Dessert was from the Cupcake Diner. Unlike the other two trucks, the cupcakes were obviously baked off-site, so this was probably more of a catering vehicle than anything else. Still, Mack and I both couldn’t pass up trying the cookie dough flavour ($2.75 each), which was not only topped with a cookie sliver, but also had dough baked right into the cake!
Happy with our cupcakes
Our next two truck encounters were over the lunch hour in downtown Toronto. I’d been keeping my eye on Twitter, ready to pounce and plan our days around their service. We lucked out with Buster’s Sea Cove, a brand new truck that had opened a few weeks prior. A St. Lawrence Market favourite, they are known for their tasty seafood entrees. And though they were brand new, their popularity was obvious – when Amanda and I arrived, there was a small but ravenous crowd already gathered!
Buster’s Sea Cove
Parked in a private lot without immediate seating options, it didn’t seem like the ideal location for food trucks. But with its proximity to several towers, it seemed like most in line were content with taking their lunch back for desktop consumption. Amanda and I ended up hoofing it over a few blocks to the picturesque St. James Park.
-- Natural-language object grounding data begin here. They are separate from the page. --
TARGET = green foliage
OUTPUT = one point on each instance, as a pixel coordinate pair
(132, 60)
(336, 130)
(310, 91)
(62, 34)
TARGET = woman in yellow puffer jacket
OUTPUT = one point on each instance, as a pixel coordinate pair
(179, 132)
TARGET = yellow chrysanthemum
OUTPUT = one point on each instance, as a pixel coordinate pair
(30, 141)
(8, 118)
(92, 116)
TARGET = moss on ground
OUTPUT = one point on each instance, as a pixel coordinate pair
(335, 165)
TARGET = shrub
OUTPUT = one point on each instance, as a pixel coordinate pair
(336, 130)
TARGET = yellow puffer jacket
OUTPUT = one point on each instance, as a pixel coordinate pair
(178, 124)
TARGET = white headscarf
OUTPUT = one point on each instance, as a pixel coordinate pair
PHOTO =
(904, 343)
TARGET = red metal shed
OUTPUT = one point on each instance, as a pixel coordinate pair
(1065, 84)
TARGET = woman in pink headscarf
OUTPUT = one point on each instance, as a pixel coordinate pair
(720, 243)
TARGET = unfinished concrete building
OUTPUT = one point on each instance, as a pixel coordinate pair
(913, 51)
The menu was small (just three items), but they all sounded so good it made selecting just one difficult! The grilled swordfish sandwich ($13) I ended up with was delicious – flaky, with fresh tomatoes and red onions served on herby, aromatic focaccia. I probably could have done without the token pre-boxed side salad though, as it didn’t really add anything.
Grilled swordfish sandwich
Amanda’s shrimp tacos ($8) were also pretty tasty. Breaded and fried shrimp had been drizzled with pico de gallo and salsa verde.
The next day, Amanda and I had lunch nearby, this time from Caplansky’s Deli, though their truck is fondly known as “Thunderin’ Thelma”. Caplansky’s is another well-established restaurant, a deli located in the trendy Kensington neighbourhood. But they famously wanted to expand their business to include a mobile component, and presented their case to the Dragon’s Den investors, only to be rejected. The owners went ahead anyway, and Thelma is now regarded as one of the successes that made it even without the requested financial support.
Similarly located in a private lot (they apparently pay $300 a month to park there), we encountered a situation opposite from Buster’s –there was absolutely no line. Visibility from the street was definitely an issue (being tucked next to a building), and possibly competition as well – McDonald’s was just across the street.
The best in town
Regardless, we had heard far and wide about their Montreal smoked meat sandwiches ($7), and couldn’t wait to try them ourselves. We took our boxed lunch over to a park bench next to the Metropolitan Church and dug in.
The sandwiches were unreal. The meat was juicy, slightly honeyed, and the rye held up to the moisture – no soggy mess here!
The reuben spring rolls ($5) were overpowered by a bit too much hot mustard, but they were crispy enough. And for dessert: the maple bacon doughnuts were warm, and balanced sweet and savoury flavours well, even if we didn’t discern too much bacon flavour.